The week after Cheri left I finally found myself at the Tate Modern exhibition we had never quite managed to squeeze in. It was good, too, so I'm sorry we didn't make it. But then we never got to go mudlarking either, or gaze at the river banks from the Tate-to-Tate boat on the Thames, or marvel at the Hunterian's curiosities, or revisit the British Library: or, or, or. Still, we're only sixty-plus. Lots more fun times ahead. As my friend Claudia just wrote, with regard to the Wellands' imminent move to Jakarta, "Your good fortune restores and strengthens my belief that there is always another adventure out there just waiting to be scooped up."


Jackie F. and I met at lunchtime, so we first had to decide on somewhere to eat. On my way to Tate Modern, I had passed a new pasta/pizza place, Vapiano, that was surprisingly full of customers given the cavernous size of the dining area I could see through the plate glass windows.

This would do, so off we went to experience a new way of ordering — German efficiency in action.

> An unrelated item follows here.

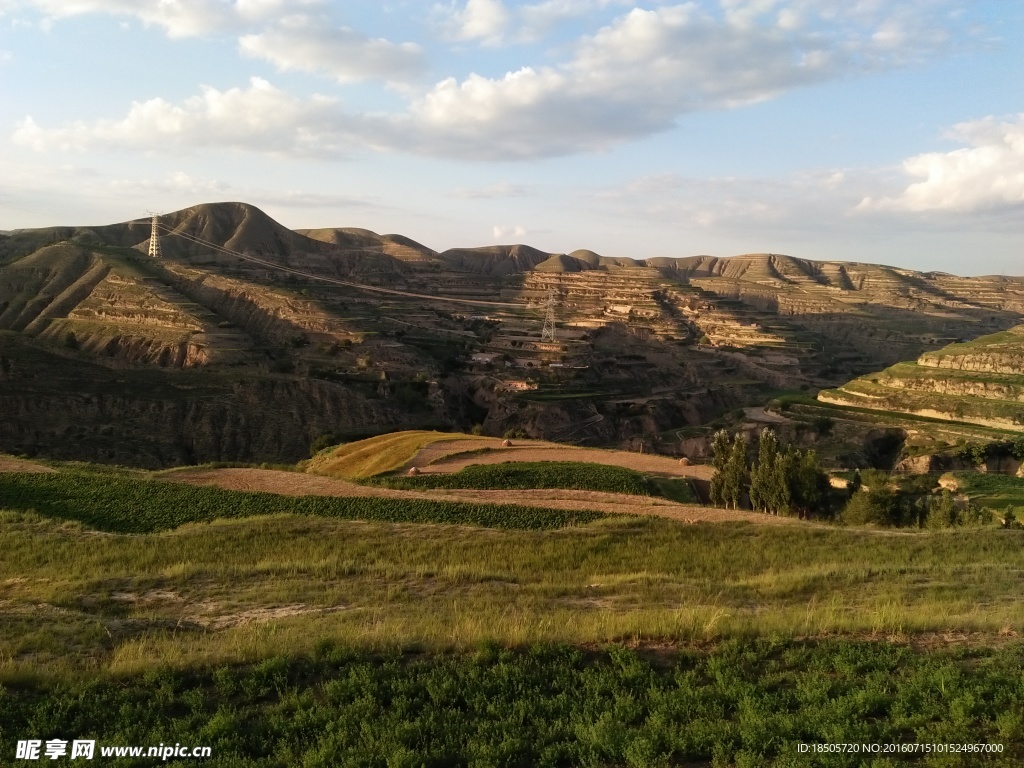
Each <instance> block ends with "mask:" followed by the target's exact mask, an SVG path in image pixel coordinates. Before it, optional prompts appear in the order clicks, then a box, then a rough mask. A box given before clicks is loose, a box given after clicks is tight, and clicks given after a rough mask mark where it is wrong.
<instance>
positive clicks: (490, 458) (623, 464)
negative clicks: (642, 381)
mask: <svg viewBox="0 0 1024 768" xmlns="http://www.w3.org/2000/svg"><path fill="white" fill-rule="evenodd" d="M481 447H493V449H495V450H494V451H488V452H485V453H479V454H475V453H474V454H468V455H461V456H460V455H458V454H460V452H464V451H473V450H476V449H481ZM453 454H456V456H453ZM504 462H587V463H589V464H607V465H609V466H613V467H625V468H626V469H634V470H636V471H637V472H645V473H648V474H658V475H667V476H671V477H690V478H694V479H698V480H710V479H711V476H712V474H714V471H715V470H714V469H713V468H712V467H711V466H708V465H700V464H691V465H689V466H683V465H682V464H680V463H679V460H678V459H673V458H672V457H669V456H657V455H656V454H632V453H629V452H626V451H602V450H601V449H585V447H573V446H571V445H562V444H559V443H557V442H544V441H543V440H522V441H519V440H516V441H515V442H514V443H513V444H512V445H511V446H510V447H502V442H501V440H499V439H497V438H496V439H495V440H494V444H492V443H490V441H489V440H488V441H486V442H484V441H482V440H474V441H473V442H469V441H467V440H444V441H443V442H435V443H434V444H433V445H428V446H427V447H425V449H423V450H422V451H420V452H419V453H418V454H417V455H416V456H415V457H414V458H413V460H412V461H411V462H409V464H408V465H407V467H406V468H408V467H419V469H420V471H421V472H424V473H427V472H458V471H459V470H460V469H462V468H463V467H468V466H469V465H471V464H502V463H504Z"/></svg>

It turns out this is a chain, founded in Germany, and now in the UK, US, Poland, India, Chile, Serbia, Oman, Australia . . . the list is long. It bills itself as a "very urban concept for young professionals." Just as well I didn't know that in advance or I might have been afraid to go in, in the same way that I'm reluctant to make an appointment at any hair salon that looks forbiddingly glamorous.

When entering the restaurant, every guest is given a chip card, on which everything you order is then recorded. Jackie and I opted for pasta, so we went to the pasta station, chose from a reasonably priced list, had our cards scanned, and watched as chefs simultaneously boiled the pasta and sautéed our sauce ingredients in handsome all-clad frying pans. Freshly prepared and very tasty. On the way out, we simply handed our cards to the cashier and paid up.

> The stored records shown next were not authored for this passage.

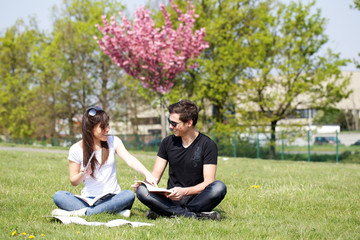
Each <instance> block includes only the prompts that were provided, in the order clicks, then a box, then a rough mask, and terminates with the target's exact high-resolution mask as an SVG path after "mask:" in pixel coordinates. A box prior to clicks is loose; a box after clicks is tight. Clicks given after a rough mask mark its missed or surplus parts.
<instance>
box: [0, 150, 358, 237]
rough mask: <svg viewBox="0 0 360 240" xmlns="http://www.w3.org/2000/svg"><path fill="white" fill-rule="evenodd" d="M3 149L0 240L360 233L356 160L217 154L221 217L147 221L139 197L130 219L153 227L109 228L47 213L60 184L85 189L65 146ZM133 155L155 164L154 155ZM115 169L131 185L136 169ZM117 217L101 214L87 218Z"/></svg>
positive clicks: (122, 168)
mask: <svg viewBox="0 0 360 240" xmlns="http://www.w3.org/2000/svg"><path fill="white" fill-rule="evenodd" d="M0 154H1V158H0V239H29V237H30V236H34V239H169V238H171V239H360V165H358V164H334V163H313V162H310V163H308V162H292V161H270V160H254V159H242V158H229V159H227V160H226V161H225V160H224V159H223V158H221V157H219V164H218V172H217V179H220V180H222V181H224V182H225V184H226V185H227V187H228V193H227V195H226V197H225V199H224V201H223V202H222V203H221V204H220V205H219V206H218V207H217V208H216V210H217V211H219V212H220V213H221V215H222V217H223V220H222V221H220V222H216V221H198V220H193V219H185V218H160V219H157V220H148V219H146V217H145V212H146V210H147V208H146V207H145V206H144V205H142V204H141V203H140V202H139V201H138V200H136V201H135V203H134V206H133V209H132V216H131V217H130V218H129V220H130V221H141V222H149V223H154V224H155V225H154V226H151V227H139V228H132V227H130V226H121V227H115V228H107V227H105V226H100V227H89V226H80V225H63V224H61V223H58V222H55V221H54V220H52V219H50V218H44V217H42V216H44V215H49V214H50V212H51V211H52V210H53V209H54V208H55V205H54V203H53V201H52V195H53V194H54V193H55V192H56V191H57V190H66V191H71V192H73V193H80V191H81V188H82V187H81V186H78V187H73V186H71V185H70V182H69V178H68V161H67V160H66V159H67V153H66V152H64V153H61V152H56V153H52V152H50V153H49V152H39V151H9V150H0ZM134 154H135V156H137V157H138V158H139V159H140V160H141V161H142V162H143V163H144V164H145V165H146V166H147V167H148V168H149V169H152V166H153V163H154V159H155V153H153V154H148V153H147V154H142V153H134ZM117 168H118V170H117V171H118V180H119V183H120V186H121V188H122V189H130V185H131V184H132V182H133V180H134V174H135V172H134V171H133V170H131V169H130V168H128V167H127V166H126V165H125V164H124V163H123V161H121V160H119V161H118V163H117ZM160 186H161V187H165V181H162V182H161V183H160ZM116 218H118V217H116V216H114V215H109V214H101V215H97V216H91V217H86V220H88V221H101V222H108V221H110V220H113V219H116ZM14 231H16V234H15V235H14V236H11V234H12V233H13V232H14ZM20 233H24V234H26V235H22V234H20ZM42 235H44V236H42Z"/></svg>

Having looked after our stomachs, we proceeded to provide a little sustenance for our brains. Like Susan Hiller, Gabriel Orozco is provocative, though in a less cerebral, more exuberant style. Which isn't to say this Mexican artist doesn't make the viewer think. We shook our heads over the shoebox sitting on the floor of the largest exhibit room (Marcel Duchamp? or the Emperor and his new clothes?), but loved the Peugeot with a central strip removed. And Orozco's skull is a lot more interesting that Damien Hirst's diamond-studded version.






Not in the Tate exhibition, but I really liked this reconstructed whale skeleton when I found it online.
Blown tire fragments collected in Mexico over several years.


I think I'll end with an artwork of my own. You'll remember, Cheri, that I don't drink coffee when I'm on my own. That's the only excuse I could possibly offer for not noticing until about two weeks after you left that the glass pot of our Krups coffeemaker needed to be emptied out. I hope everyone viewing this will keep these words of Duchamp in mind:

"The creative act is not performed by the artist alone; the spectator brings the work in contact with the external world by deciphering and interpreting its inner qualifications and thus adds his contribution to the creative act."